Los 4 temperamentos de Hipócrates: origen de una teoría milenaria
Mucho antes de que existieran los tests de personalidad online, ya se hablaba de cuatro "tipos" de carácter. La teoría tiene más de dos mil años y, sorprendentemente, buena parte de su vocabulario sigue vivo en el lenguaje cotidiano: seguro que alguna vez has oído decir de alguien que es "un poco flemático" o "muy melancólico".
De dónde viene esta clasificación
La teoría de los cuatro temperamentos se atribuye tradicionalmente al médico griego Hipócrates, en el siglo V a.C., y fue desarrollada más tarde por Galeno. La idea original era puramente médica: se pensaba que el cuerpo humano estaba regido por cuatro "humores" (sangre, bilis amarilla, bilis negra y flema), y que el predominio de uno de ellos determinaba tanto la salud física como el carácter de una persona. Hoy sabemos que esa base biológica no tiene ningún fundamento científico, pero la clasificación de personalidades que generó ha sobrevivido muchísimo más que la teoría médica que la originó.
Los cuatro temperamentos, explicados
El temperamento sanguíneo se asocia a personas sociables, optimistas y entusiastas, que disfrutan del contacto con los demás y se adaptan con facilidad a casi cualquier plan. El colérico describe a alguien decidido, orientado a la acción y con fuerte carácter, que prefiere resolver antes que quedarse pensando. El melancólico corresponde a un perfil reflexivo, detallista y sensible, con tendencia a analizar las cosas en profundidad antes de actuar. Y el flemático retrata a una persona tranquila, paciente y estable, que rara vez pierde los nervios y suele hacer de mediadora en los conflictos.
Por qué sigue usándose hoy en día
Aunque su origen médico quedó completamente descartado, la clasificación en cuatro temperamentos sobrevivió porque resulta intuitiva y fácil de recordar: casi todo el mundo reconoce rasgos propios en alguno de los cuatro perfiles, o una mezcla de varios. Por eso sigue apareciendo en libros de divulgación, dinámicas de equipo e incluso en tests virales como el nuestro: no porque tenga la misma validez que un modelo científico moderno, sino porque funciona muy bien como punto de partida para la reflexión y la conversación.

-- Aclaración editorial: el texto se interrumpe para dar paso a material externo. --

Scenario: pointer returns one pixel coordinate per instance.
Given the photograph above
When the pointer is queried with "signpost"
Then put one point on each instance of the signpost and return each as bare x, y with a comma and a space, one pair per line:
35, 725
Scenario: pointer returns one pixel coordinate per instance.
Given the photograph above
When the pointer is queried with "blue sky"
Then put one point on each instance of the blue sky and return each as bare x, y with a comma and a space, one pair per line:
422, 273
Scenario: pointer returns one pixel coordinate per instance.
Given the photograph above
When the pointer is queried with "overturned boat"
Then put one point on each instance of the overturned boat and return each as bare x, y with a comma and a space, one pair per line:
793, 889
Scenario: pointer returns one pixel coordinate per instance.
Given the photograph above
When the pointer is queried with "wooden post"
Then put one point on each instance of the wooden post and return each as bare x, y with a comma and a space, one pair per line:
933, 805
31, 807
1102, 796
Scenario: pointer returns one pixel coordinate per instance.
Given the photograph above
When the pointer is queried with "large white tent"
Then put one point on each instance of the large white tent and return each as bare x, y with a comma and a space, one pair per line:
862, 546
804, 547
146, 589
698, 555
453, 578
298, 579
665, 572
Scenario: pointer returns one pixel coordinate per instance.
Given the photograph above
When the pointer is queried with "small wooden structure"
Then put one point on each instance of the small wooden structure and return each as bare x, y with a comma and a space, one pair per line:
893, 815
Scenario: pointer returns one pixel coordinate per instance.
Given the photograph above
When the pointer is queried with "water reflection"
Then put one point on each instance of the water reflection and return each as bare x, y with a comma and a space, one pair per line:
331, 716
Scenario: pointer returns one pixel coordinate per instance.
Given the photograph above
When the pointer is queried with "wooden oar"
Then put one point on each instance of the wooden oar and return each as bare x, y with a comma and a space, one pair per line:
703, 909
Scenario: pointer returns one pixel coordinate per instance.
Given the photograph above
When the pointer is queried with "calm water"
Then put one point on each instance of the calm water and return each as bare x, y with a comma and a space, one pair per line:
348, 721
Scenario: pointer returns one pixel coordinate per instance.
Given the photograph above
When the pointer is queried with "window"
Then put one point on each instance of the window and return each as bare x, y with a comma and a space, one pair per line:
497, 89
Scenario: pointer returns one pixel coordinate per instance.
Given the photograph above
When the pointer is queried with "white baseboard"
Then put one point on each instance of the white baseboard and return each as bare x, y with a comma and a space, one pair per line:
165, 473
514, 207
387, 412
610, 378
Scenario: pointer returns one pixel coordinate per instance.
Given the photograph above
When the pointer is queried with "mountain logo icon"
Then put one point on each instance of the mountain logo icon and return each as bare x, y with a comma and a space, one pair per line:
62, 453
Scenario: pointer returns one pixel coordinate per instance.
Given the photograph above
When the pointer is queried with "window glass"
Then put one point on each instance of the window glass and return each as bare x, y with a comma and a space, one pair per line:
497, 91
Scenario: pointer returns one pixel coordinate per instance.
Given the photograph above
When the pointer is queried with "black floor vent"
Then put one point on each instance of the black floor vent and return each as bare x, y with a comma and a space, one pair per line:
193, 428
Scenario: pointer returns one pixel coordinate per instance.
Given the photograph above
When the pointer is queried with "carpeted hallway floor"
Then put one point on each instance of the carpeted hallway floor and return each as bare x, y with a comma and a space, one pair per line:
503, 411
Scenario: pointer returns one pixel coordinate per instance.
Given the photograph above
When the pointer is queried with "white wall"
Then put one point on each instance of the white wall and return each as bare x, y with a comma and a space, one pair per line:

Sus límites como modelo de personalidad
Conviene tener claro que esta teoría no ha pasado por el proceso de validación científica que sí tienen modelos más recientes, como el de los Cinco Grandes rasgos de personalidad. Nadie encaja al cien por cien en un único temperamento: la mayoría de personas somos una combinación, con un perfil que predomina según el contexto. Tómalo como lo que es: una forma entretenida y con mucha historia detrás de empezar a pensar en cómo eres, no como una etiqueta definitiva.